Кирюша подошел к собаке и принялся бормотать что-то неразборчивое. Я внимательно оглядела весело помахивающую хвостом великаншу, решила, что самые красивые и длинные патлы расположены у нее на спине, отделила одну прядь и стала орудовать ножницами. Через пару секунд стало ясно: маникюрный прибор с маленькими загнутыми лезвиями абсолютно не подходит для стрижки собаки. Лезвия скользили по шерсти, мяли ее, но надрезать не могли. От напряжения у меня заболела рука. Я на мгновение прекратила попытки лишить Нюру клочка шерсти, вытащила пальцы из металлических колечек и пару секунд растирала нывшие фаланги. Потом решила продолжить занятие и поняла, что не помню, где остались ножницы.
Шерсть у Нюры была очень длинной и густой, я стала быстро перебирать ее пальцами в надежде обнаружить ту прядь, на которой, сомкнув лезвия, висели ножницы.
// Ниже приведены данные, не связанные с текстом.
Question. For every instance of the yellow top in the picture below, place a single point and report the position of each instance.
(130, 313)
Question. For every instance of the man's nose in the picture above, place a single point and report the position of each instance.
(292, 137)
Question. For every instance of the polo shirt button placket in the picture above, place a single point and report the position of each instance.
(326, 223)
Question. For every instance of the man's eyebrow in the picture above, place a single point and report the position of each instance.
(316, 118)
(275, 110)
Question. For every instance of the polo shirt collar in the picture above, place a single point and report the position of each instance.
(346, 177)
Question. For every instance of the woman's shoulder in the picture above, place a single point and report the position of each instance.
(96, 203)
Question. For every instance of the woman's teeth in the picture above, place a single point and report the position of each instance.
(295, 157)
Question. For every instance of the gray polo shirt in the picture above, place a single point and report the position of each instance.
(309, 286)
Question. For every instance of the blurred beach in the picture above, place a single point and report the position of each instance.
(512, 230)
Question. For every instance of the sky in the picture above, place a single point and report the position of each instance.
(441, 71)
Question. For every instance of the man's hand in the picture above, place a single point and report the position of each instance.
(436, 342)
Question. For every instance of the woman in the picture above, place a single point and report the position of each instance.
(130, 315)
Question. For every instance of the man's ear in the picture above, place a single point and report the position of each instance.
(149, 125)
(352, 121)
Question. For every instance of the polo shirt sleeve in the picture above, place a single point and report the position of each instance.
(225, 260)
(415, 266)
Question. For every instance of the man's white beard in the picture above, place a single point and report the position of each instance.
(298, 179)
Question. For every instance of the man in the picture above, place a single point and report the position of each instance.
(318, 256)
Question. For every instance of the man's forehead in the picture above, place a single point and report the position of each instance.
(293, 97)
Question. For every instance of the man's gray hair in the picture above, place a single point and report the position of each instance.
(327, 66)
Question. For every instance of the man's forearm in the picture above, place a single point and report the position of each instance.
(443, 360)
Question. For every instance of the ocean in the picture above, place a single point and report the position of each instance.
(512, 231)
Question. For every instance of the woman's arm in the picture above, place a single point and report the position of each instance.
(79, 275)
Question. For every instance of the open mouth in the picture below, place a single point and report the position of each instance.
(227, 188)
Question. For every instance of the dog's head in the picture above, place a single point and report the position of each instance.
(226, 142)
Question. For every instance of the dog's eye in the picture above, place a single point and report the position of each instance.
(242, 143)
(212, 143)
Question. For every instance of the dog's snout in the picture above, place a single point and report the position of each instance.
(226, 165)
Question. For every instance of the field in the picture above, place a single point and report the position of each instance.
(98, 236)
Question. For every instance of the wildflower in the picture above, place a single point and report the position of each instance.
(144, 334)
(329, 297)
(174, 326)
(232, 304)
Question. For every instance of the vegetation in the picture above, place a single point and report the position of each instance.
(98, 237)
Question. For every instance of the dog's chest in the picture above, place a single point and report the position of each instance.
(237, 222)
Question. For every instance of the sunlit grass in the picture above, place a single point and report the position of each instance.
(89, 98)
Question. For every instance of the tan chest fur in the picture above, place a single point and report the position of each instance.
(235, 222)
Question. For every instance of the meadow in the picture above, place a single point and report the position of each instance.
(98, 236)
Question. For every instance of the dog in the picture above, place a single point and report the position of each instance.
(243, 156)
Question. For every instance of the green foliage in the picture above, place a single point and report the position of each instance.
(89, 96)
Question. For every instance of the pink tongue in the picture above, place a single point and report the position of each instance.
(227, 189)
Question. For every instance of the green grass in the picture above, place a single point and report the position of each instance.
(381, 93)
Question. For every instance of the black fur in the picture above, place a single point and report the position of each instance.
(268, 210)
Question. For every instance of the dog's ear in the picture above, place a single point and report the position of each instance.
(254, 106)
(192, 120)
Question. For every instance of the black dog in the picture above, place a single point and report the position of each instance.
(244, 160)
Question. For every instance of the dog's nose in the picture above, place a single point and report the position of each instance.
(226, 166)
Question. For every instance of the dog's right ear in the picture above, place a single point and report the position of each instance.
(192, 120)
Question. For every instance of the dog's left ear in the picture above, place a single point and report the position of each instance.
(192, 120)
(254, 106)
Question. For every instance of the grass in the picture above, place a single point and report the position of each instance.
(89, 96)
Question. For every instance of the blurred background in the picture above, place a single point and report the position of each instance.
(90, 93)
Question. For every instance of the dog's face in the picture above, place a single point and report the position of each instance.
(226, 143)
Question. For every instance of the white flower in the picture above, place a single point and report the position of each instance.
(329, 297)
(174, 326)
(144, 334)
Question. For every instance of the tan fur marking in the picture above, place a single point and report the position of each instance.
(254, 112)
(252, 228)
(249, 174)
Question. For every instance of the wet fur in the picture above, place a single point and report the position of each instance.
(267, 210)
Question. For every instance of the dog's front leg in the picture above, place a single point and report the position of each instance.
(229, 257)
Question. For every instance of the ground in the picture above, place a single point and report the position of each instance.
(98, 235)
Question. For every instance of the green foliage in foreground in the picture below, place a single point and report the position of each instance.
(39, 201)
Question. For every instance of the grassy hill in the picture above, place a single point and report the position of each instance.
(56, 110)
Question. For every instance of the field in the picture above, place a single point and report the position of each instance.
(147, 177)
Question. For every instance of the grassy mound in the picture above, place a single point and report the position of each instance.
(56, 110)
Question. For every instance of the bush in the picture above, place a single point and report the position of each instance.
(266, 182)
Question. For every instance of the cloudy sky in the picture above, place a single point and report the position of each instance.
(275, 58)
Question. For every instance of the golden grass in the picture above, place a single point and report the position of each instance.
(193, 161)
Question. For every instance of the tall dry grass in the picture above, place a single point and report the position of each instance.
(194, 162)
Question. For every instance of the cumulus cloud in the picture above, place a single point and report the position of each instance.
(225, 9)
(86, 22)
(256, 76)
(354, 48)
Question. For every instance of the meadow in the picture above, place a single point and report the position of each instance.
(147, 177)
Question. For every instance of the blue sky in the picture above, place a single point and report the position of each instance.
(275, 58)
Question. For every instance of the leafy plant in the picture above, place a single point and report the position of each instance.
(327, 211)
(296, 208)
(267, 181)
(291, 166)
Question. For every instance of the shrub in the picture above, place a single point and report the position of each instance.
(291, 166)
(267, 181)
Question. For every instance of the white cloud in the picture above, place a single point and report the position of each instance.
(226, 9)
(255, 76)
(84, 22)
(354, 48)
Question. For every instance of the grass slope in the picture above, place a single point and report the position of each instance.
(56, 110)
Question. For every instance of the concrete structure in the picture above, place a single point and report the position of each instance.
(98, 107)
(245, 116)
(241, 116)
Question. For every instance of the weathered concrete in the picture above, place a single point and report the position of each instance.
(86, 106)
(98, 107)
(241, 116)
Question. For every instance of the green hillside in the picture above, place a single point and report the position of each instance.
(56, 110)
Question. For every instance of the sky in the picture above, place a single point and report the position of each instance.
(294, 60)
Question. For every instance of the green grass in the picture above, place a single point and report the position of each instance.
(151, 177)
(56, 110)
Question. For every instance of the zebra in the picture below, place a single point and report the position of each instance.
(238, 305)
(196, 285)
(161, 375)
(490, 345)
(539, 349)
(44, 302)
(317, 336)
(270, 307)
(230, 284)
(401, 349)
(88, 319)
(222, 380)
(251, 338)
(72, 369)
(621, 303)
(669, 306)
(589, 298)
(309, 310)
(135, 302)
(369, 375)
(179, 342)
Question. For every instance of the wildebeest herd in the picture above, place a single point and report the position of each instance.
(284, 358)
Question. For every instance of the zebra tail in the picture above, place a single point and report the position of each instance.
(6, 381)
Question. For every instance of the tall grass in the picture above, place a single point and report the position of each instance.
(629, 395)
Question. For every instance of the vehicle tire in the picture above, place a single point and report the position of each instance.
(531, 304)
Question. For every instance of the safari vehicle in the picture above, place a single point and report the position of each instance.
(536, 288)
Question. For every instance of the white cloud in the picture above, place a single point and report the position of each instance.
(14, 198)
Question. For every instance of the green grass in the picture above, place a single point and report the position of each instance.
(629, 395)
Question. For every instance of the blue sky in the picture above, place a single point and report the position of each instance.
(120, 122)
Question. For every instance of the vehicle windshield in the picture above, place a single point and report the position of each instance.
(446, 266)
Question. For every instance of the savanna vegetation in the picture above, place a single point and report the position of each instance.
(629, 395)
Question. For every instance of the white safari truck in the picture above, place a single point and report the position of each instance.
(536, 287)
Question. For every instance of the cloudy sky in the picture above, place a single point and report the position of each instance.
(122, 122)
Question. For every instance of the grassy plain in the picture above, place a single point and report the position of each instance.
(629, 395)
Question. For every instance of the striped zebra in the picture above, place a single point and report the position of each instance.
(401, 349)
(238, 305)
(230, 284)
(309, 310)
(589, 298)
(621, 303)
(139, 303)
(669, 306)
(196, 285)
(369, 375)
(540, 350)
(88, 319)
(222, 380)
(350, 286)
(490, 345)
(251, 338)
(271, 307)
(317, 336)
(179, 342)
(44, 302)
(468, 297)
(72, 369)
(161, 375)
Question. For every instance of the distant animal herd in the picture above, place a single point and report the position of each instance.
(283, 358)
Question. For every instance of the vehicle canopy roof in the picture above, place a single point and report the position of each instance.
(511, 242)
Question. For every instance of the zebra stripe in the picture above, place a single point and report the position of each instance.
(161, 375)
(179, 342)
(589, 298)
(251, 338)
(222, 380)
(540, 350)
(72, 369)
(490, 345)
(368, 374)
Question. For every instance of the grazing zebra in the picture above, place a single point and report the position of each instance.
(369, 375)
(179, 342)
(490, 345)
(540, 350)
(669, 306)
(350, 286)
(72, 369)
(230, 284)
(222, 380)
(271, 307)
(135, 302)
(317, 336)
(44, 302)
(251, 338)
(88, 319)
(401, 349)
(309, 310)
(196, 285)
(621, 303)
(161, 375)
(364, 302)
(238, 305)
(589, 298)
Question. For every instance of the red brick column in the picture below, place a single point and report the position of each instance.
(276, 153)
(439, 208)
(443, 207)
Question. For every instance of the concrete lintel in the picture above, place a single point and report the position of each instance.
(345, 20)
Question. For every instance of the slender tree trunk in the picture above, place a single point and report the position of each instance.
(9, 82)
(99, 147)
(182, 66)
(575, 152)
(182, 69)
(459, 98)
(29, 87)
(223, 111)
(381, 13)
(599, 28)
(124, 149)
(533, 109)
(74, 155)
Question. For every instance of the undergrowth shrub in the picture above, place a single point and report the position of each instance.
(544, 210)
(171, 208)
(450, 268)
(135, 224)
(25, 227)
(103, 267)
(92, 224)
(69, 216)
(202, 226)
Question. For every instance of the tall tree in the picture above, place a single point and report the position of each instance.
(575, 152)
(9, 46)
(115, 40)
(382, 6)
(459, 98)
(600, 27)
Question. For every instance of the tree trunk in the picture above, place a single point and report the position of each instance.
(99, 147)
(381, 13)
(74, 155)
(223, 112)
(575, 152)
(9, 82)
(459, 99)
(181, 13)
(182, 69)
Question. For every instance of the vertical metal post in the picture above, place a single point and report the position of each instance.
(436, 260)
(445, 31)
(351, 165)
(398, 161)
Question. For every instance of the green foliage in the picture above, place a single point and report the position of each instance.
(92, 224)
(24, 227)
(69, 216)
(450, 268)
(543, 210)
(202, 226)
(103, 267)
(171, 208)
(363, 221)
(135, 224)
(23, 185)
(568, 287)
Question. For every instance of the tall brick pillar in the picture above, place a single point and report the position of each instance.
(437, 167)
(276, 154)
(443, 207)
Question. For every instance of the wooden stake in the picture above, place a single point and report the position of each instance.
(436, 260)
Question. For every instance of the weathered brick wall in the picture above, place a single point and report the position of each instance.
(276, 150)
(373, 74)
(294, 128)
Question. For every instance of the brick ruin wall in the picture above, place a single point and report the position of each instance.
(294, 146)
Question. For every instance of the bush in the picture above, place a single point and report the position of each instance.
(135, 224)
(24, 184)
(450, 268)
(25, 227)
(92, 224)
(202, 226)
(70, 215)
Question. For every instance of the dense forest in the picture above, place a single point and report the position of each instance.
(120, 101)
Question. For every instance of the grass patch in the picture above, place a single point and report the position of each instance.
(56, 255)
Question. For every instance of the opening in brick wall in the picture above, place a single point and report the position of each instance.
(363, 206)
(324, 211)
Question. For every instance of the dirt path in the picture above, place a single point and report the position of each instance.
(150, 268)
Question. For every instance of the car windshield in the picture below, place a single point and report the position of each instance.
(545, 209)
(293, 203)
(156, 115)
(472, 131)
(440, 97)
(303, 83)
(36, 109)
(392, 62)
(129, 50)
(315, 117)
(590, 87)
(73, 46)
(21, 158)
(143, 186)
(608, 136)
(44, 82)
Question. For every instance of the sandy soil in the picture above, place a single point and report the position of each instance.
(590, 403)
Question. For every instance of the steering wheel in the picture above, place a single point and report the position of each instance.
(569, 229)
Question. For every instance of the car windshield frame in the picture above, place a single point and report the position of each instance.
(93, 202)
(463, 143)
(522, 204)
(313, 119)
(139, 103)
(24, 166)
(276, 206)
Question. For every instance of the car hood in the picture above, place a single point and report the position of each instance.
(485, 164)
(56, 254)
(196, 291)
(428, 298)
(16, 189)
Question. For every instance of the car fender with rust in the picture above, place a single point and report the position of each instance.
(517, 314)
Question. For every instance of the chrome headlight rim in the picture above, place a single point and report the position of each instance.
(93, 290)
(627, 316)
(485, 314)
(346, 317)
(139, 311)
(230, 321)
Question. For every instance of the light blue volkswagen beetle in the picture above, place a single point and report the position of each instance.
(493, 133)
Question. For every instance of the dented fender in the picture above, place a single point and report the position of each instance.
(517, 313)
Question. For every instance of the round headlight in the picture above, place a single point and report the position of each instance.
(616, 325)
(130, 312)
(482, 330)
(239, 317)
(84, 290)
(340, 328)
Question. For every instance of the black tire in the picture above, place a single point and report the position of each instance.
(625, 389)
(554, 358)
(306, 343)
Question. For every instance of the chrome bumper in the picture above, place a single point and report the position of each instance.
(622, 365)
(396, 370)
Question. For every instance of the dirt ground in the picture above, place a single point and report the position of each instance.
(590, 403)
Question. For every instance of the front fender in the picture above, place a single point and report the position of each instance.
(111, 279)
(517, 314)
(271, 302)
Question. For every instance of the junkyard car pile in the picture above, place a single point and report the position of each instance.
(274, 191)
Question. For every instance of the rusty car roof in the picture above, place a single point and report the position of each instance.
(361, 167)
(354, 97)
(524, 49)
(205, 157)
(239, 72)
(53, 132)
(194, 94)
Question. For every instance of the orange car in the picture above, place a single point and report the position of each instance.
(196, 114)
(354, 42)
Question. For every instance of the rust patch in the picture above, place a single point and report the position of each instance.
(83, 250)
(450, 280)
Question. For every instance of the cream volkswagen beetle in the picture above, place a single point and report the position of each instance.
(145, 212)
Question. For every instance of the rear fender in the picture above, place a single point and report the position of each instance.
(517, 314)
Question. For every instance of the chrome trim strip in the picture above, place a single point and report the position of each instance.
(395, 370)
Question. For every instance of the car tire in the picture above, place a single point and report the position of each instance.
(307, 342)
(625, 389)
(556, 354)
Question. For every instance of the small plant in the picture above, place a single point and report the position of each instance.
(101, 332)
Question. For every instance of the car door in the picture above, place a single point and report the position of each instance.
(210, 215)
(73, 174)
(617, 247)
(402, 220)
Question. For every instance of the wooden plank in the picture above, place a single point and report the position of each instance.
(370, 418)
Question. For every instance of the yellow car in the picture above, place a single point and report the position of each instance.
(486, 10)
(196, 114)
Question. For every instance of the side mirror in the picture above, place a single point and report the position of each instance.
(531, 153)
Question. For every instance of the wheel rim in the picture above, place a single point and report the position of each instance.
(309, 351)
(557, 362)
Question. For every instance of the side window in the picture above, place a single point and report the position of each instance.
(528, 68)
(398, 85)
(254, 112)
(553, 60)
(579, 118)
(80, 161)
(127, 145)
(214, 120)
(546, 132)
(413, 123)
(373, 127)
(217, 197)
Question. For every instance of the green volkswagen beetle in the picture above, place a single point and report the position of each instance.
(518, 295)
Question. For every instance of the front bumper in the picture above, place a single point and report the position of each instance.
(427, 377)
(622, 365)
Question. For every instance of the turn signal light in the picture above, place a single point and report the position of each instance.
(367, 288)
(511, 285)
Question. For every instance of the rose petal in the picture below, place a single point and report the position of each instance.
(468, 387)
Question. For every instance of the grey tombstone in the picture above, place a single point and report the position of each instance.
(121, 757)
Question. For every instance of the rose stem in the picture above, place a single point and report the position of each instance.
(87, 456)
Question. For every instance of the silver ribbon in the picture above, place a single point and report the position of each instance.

Неожиданно собака дернулась.
– Стой смирно, – попросила я.
Нюра заворчала и энергично встряхнулась.
Я попыталась продолжить поиски, приговаривая:
– Сделай одолжение, не ворочайся.
Нюра замерла и начала медленно садиться, я лихорадочно шарила в стоге собачьей шерсти, ругая себя за то, что не взяла здоровенный садовый секатор, которым Катюша обрезает кустарники.
– Бедненькая! – слишком громко воскликнул Кирюша, и собака сорвалась с места со скоростью огня, бегущего по фитилю.
Я снова завалилась на газон и в процессе падения успела сказать Кирику:
– Ты же уверял, что Нюра сидит на цепи!
– Ага, – обалдело ответил Кирюшка. – Я ее отпустил.
– Зачем? – зашипела я.
– Пожалел, – признался он. – Дядя Игорь очень туго ошейник на шее затянул. Бедная Нюра вся красная была, потная и еле дышала.
– Никогда не встречала красного и потного пса, – обозлилась я. – Кстати, у собак нет потовых желез и изменение цвета кожи не видно под шерстью. Ну и что теперь делать, а? Мало того, что мы не успеем соорудить парик для Буратино, так еще и Нюра может пораниться – на ней висят ножницы.
– Ой, надо ее срочно найти! – испугался Кирюша.
Не успел он договорить, как из сарая послышался грохот.
– Она там, – оживился Кирюша и шмыгнул в темноту.
– Нюрка! – вдруг заорал мужской голос. – Ах ты чертова гадость! Чем занимаешься, падла?
Я приросла ногами к земле, слушая, как возмущается Игорь Лазарев.